De Raad heeft de procedure en de eerdere uitspraken van de rechtbank Zeeland-West-Brabant beoordeeld. De rechtbank had geoordeeld dat het medisch onderzoek door het Uwv voldoende zorgvuldig was en dat er geen aanleiding was om te twijfelen aan de vastgestelde belastbaarheid van appellant. In hoger beroep heeft appellant opnieuw zijn gronden van beroep herhaald, waarbij hij stelde dat zijn fysieke en psychische beperkingen niet goed waren ingeschat.

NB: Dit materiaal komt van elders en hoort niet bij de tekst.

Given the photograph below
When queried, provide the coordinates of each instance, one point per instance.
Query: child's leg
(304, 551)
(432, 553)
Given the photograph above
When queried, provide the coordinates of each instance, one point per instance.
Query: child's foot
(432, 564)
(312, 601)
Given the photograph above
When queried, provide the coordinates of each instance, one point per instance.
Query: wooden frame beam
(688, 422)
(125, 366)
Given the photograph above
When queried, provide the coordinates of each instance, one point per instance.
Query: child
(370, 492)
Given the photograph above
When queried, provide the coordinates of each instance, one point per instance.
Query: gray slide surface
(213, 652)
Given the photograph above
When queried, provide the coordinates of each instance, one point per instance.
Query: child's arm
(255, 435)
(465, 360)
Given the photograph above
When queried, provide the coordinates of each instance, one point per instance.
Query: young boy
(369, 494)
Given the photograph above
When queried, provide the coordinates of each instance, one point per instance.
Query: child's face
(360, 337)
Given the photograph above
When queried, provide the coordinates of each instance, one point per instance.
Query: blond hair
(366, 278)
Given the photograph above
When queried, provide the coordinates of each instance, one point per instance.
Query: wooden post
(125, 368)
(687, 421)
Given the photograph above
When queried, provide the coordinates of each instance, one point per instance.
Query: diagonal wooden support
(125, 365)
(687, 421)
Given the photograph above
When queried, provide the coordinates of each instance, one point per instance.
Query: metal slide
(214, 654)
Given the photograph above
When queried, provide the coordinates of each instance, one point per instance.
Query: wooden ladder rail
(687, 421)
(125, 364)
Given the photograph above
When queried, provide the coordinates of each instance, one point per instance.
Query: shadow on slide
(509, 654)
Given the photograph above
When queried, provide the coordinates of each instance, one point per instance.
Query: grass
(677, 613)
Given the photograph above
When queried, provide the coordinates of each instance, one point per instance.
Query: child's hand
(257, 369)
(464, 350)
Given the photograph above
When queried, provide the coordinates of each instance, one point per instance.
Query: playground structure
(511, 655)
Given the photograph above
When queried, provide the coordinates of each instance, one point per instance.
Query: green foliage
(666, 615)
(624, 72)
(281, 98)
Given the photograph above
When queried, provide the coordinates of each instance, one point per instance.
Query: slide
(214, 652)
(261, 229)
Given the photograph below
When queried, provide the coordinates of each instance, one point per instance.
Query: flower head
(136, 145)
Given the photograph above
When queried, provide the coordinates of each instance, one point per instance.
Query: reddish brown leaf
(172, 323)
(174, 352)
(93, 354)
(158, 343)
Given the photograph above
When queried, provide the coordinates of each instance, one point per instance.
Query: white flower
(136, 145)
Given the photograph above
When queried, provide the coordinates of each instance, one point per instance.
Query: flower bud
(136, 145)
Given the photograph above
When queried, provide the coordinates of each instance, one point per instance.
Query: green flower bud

De Raad heeft echter geconcludeerd dat de rechtbank terecht oordeelde dat de verzekeringsartsen van het Uwv de medische situatie van appellant adequaat hadden beoordeeld.
De Raad heeft de argumenten van appellant, waaronder de verzoeken om inschakeling van een deskundige, verworpen. De Raad oordeelde dat er geen twijfel bestond over de medische beoordeling door het Uwv en dat de geselecteerde functies, zoals baliemedewerker en productiemedewerker, passend waren voor appellant. De Raad heeft de eerdere uitspraak van de rechtbank vernietigd en het beroep tegen het besluit van 19 februari 2018 gegrond verklaard, maar het beroep tegen het besluit van 28 januari 2020 ongegrond verklaard. Tevens is het Uwv veroordeeld in de proceskosten van appellant.